Correlation Between SentinelOne and 6 Meridian
Can any of the company-specific risk be diversified away by investing in both SentinelOne and 6 Meridian at the same time? Although using a correlation coefficient on its own may not help to predict future stock returns, this module helps to understand the diversifiable risk of combining SentinelOne and 6 Meridian into the same portfolio, which is an essential part of the fundamental portfolio management process.
By analyzing existing cross correlation between SentinelOne and 6 Meridian Low, you can compare the effects of market volatilities on SentinelOne and 6 Meridian and check how they will diversify away market risk if combined in the same portfolio for a given time horizon. You can also utilize pair trading strategies of matching a long position in SentinelOne with a short position of 6 Meridian. Check out your portfolio center. Please also check ongoing floating volatility patterns of SentinelOne and 6 Meridian.
Diversification Opportunities for SentinelOne and 6 Meridian
0.81 | Correlation Coefficient |
Very poor diversification
The 3 months correlation between SentinelOne and SIXL is 0.81. Overlapping area represents the amount of risk that can be diversified away by holding SentinelOne and 6 Meridian Low in the same portfolio, assuming nothing else is changed. The correlation between historical prices or returns on 6 Meridian Low and SentinelOne is a relative statistical measure of the degree to which these equity instruments tend to move together. The correlation coefficient measures the extent to which returns on SentinelOne are associated (or correlated) with 6 Meridian. Values of the correlation coefficient range from -1 to +1, where. The correlation of zero (0) is possible when the price movement of 6 Meridian Low has no effect on the direction of SentinelOne i.e., SentinelOne and 6 Meridian go up and down completely randomly.

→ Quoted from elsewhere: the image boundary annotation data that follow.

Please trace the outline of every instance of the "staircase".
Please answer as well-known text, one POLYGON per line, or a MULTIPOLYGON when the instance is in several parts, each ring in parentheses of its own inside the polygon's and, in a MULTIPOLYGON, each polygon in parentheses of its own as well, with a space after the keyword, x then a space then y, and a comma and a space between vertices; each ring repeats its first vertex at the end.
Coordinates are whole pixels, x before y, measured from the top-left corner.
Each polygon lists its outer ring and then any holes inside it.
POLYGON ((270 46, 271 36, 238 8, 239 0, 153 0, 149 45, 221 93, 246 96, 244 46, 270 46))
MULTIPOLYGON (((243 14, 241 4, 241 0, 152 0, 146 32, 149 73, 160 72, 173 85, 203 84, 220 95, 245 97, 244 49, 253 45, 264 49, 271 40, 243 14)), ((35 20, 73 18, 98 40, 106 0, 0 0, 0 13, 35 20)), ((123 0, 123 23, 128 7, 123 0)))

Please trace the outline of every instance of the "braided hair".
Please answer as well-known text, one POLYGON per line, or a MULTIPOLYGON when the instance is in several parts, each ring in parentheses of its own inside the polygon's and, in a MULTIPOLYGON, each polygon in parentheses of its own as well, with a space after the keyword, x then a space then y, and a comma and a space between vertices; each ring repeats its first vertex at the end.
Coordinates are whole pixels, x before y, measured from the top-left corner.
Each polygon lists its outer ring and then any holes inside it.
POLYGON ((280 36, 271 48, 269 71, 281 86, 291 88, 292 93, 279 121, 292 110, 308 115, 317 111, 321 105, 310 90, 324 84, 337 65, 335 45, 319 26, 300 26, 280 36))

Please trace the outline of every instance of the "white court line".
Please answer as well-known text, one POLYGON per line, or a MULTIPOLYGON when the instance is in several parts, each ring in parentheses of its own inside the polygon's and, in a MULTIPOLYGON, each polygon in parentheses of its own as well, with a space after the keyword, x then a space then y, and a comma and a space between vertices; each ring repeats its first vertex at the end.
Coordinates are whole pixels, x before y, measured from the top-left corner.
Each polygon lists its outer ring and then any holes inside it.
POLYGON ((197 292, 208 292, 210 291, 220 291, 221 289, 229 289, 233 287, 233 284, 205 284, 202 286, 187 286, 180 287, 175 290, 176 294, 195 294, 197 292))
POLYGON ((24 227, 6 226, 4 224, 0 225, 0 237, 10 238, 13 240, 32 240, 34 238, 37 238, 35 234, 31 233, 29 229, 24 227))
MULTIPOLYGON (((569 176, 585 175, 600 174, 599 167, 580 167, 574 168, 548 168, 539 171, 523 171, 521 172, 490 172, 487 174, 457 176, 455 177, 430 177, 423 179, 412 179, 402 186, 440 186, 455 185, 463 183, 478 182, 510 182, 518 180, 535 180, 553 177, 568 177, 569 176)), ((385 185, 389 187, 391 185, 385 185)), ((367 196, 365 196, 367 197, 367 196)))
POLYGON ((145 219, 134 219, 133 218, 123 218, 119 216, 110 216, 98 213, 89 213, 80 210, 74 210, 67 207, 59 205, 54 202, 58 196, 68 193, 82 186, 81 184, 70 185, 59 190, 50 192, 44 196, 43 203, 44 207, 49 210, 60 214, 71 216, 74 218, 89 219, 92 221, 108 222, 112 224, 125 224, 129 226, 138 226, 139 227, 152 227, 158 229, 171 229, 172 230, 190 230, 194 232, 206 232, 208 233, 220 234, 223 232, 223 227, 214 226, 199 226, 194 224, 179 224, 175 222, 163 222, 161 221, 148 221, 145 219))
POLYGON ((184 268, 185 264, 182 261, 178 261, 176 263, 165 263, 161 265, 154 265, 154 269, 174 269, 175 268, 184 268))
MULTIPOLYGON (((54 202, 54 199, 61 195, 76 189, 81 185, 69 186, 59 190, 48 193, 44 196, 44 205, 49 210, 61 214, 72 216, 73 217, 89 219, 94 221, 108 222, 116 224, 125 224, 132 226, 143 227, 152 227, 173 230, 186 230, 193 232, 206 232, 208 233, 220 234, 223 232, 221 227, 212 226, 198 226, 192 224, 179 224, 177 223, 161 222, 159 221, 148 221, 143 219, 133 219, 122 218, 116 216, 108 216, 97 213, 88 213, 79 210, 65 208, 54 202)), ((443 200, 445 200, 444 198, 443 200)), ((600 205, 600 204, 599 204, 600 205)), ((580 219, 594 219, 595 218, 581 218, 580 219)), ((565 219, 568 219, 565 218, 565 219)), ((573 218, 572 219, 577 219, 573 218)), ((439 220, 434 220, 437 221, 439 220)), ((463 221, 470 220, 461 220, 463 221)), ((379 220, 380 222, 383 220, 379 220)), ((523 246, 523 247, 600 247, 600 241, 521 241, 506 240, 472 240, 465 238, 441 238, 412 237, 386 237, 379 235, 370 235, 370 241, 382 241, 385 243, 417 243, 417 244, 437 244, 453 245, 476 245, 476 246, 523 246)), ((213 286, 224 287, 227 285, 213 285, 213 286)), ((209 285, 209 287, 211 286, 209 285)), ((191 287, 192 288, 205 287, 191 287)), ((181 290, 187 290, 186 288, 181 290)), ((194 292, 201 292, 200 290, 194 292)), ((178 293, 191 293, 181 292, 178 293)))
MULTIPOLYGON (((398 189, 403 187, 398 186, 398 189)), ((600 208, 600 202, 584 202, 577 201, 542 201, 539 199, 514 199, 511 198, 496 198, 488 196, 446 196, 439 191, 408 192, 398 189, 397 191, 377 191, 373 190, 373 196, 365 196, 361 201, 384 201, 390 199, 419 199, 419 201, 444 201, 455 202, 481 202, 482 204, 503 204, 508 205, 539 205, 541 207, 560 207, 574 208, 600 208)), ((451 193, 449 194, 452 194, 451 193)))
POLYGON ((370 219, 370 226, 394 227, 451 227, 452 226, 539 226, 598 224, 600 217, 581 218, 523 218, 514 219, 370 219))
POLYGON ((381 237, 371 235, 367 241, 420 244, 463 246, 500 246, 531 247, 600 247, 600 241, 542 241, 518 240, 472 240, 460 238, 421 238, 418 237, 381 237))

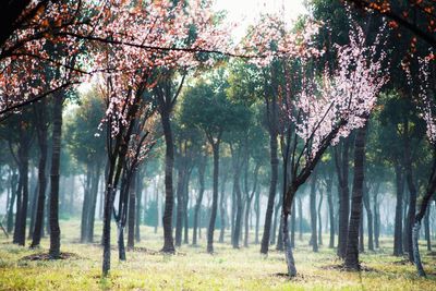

Pair Corralation between SentinelOne and 6 Meridian
Taking into account the 90-day investment horizon SentinelOne is expected to generate 3.11 times more return on investment than 6 Meridian. However, SentinelOne is 3.11 times more volatile than 6 Meridian Low. It trades about 0.15 of its potential returns per unit of risk. 6 Meridian Low is currently generating about 0.4 per unit of risk. If you would invest 2,601 in SentinelOne on September 2, 2024 and sell it today you would earn a total of 194.00 from holding SentinelOne or generate 7.46% return on investment over 90 days.
Time Period | 3 Months [change] |
Direction | Moves Together |
Strength | Strong |
Accuracy | 100.0% |
Values | Daily Returns |
SentinelOne vs. 6 Meridian Low
Performance |
Timeline |
SentinelOne |
6 Meridian Low |
SentinelOne and 6 Meridian Volatility Contrast
Predicted Return Density |
Returns |
Pair Trading with SentinelOne and 6 Meridian
The main advantage of trading using opposite SentinelOne and 6 Meridian positions is that it hedges away some unsystematic risk. Because of two separate transactions, even if SentinelOne position performs unexpectedly, 6 Meridian can make up some of the losses. Pair trading also minimizes risk from directional movements in the market. For example, if an entire industry or sector drops because of unexpected headlines, the short position in 6 Meridian will offset losses from the drop in 6 Meridian's long position.SentinelOne vs. Crowdstrike Holdings | SentinelOne vs. Okta Inc | SentinelOne vs. Cloudflare | SentinelOne vs. MongoDB |
6 Meridian vs. 6 Meridian Mega | 6 Meridian vs. ETC 6 Meridian | 6 Meridian vs. 6 Meridian Small | 6 Meridian vs. Two Roads Shared |
Check out your portfolio center.Note that this page's information should be used as a complementary analysis to find the right mix of equity instruments to add to your existing portfolios or create a brand new portfolio. You can also try the Volatility Analysis module to get historical volatility and risk analysis based on latest market data.